Читаем Ив Сен-Лоран полностью

Сен-Лоран взывал к свободе, выражал раскрепощение, свойственное его эпохе. Проблема была в том, что, принадлежа к поколению марихуаны, он работал на поколение сухого мартини. С голым торсом под белой блузой, он небрежно признавался: «Очень трудно иметь два разных мировоззрения, когда делаешь продукцию для Rive Gauche и когда создаешь платья для миллиардеров». Он предлагал свои сиюминутные и фешенебельные вышивки и орнаменты. Для «Восточного бала» Мари-Элен де Ротшильд в 1969 году Ив нарисовал живые иллюстрации экзотики: туники, инкрустированные драгоценными камнями; длинные рубашки с воздушными рукавами из розового исфаханского шелка; морские узлы с шелковыми помпонами; большие персидские накидки, русские туники, которые уже появлялись в журнале

Vogue на фотографиях из Ахмедабада или Дели, где модели с восточными глазами, обведенными черной тушью, позировали босиком перед мечетями. Он представил в коллекциях Высокой моды пальто-гобелены в духе килимов. Журнал Elle
прославлял «роскошных цыганок Ива Сен-Лорана: экзотика — это Восток. Шелковый. Таинственный. Фееричный».

Однако это великолепие не было для него определяющим. Настоящее исследование для Сен-Лорана — это исследование наготы. Тело вырывалось наружу из своих кандалов. Модельер влюбился в движение, в тайные повороты тела, в ласки. Он оборачивал свои персонажи в кисею, что очень напоминало восточную культуру. Его вдохновение наполняло костюмы, какие он рисовал в декабре 1970 для танцевального ревю в Casino de Paris. Здесь мы увидим влияние Делакруа («Алжирские женщины», без рубашек, одетые в болеро из расшитого бархата) и Бакста. Тела, которых едва касались шаровары и вуали из бисера, вызывали в памяти балеты «Русских сезонов», например «Саломею», «Клеопатру» и особенно «Шехеразаду», для них Бакст создавал костюмы и декорации. «Я всегда ставил себе целью, — говорил он, — освободившись от оков археологии, хронологии, образа жизни, передать музыку форм… Я часто замечал, что в каждом цвете есть градация: один цвет иногда выражает откровенность и целомудрие, иногда чувственность и даже звериное начало, порой надменность или отчаяние.
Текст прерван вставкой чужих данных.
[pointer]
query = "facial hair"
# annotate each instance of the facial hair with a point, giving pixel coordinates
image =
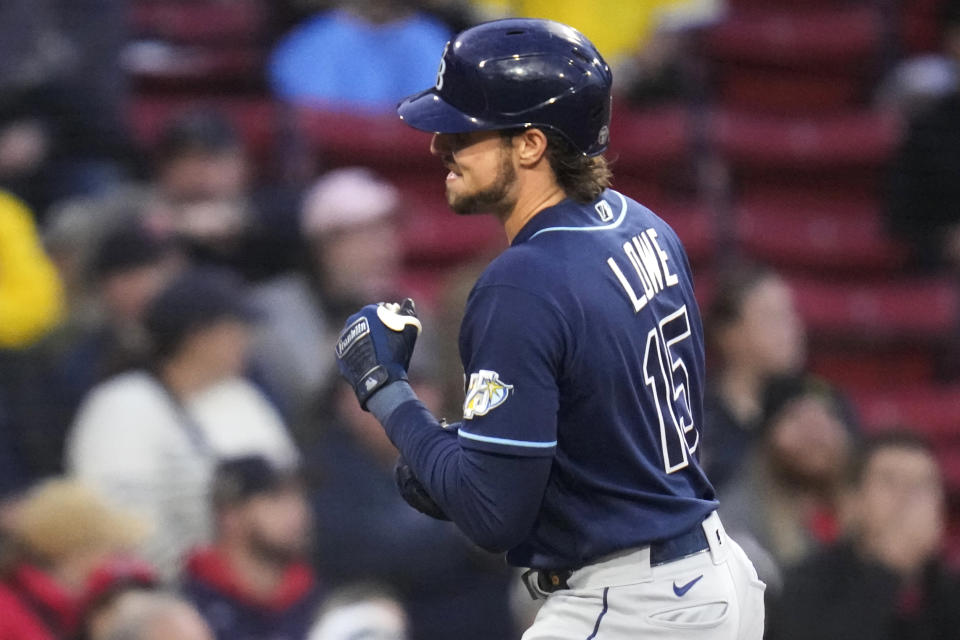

Можно намекать на эти состояния, используя разные оттенки, что я и попробовал в „Шехеразаде“. На фоне мрачной зелени я поместил голубой цвет, полный отчаяния, как ни парадоксально бы это не звучало. Есть голубой цвет для святой Магдалины, и есть голубой — для Мессалины»

[453]. Бакст отменил базарные безделушки, соборную архитектуру и формальную экзотику, предложив модернизм более выразительных силуэтов. «Мои костюмы танцуют». Ив Сен-Лоран двигался в том же направлении: брюки как дождь из мелких драгоценностей; руки, ноги и тело двигались, что придавало ценность рисунку танца и анатомии.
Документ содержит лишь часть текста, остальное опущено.